After initial PCA above, plus additional first pass analyses (SFS, admixture, ngsrelate), we identified outlier samples or samples that were too closely-related to others. These were excluded from downstream analysis and I had to redo the PCA. We adjusted parameter settings for the angsd step.

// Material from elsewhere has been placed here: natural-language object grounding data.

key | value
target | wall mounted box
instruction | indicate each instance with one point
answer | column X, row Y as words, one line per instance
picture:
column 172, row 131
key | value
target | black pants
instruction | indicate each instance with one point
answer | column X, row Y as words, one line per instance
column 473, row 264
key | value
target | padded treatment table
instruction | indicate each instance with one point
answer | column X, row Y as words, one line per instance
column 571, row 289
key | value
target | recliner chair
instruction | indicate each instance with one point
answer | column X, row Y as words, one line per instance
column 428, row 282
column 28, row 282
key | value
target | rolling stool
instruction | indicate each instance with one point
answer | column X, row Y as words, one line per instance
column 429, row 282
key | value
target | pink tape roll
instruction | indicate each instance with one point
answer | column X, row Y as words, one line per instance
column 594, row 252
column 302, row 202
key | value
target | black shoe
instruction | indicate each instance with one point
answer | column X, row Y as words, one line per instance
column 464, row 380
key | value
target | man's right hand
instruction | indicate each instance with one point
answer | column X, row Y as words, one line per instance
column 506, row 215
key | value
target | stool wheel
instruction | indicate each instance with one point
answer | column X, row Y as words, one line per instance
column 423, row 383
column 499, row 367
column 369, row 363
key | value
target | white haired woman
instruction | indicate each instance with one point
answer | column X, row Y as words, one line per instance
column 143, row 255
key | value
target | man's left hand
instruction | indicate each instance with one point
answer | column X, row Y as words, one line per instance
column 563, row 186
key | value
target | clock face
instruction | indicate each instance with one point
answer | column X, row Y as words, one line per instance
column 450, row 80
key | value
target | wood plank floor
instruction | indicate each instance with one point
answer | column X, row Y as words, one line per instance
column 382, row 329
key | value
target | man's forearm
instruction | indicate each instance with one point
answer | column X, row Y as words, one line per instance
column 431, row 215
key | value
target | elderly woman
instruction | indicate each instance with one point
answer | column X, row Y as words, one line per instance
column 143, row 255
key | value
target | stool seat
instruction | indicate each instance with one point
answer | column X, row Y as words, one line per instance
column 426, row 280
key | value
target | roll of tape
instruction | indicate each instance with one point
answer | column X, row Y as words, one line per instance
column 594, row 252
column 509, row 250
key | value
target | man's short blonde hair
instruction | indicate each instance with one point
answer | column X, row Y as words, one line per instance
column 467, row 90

  1. Make inputs for PCA ANGSD command:
angsd -bam <path to bam .list file> -ref <path to species reference fasta> -anc <path to species reference fasta> -only_proper_pairs 0 -minMapQ 10 -minQ 20 -fold 1 -GL 1 -doGeno 32 -doPost 1 -doMaf 1 -doMajorMinor 1 -doSaf 1 -sites <path to .keep file> -rf <path to .rf file> -out <output path> -skipTriallelic 1 -minInd <70% of individuals> -minIndDepth 3 -doCounts 1

Notes on flags:

  • using -minIndDepth = 3, instead of -setMinDepth.

Wrapper scripts:

sbatch pca_ccorun97_wrap.sh
sbatch pca_cvioln59_wrap.sh
  1. Get number of sites (same directions as above)
  • the number of sites was much higher than previous approach and about the same as total number of sites in .keep file. It seems that removing outliers makes a difference.
  1. PCA (same as above)

Wrapper script: sbatch ngsCovar_wrap.sh

Visualize PCA plots

Use .covar files from ngsTools PCA output.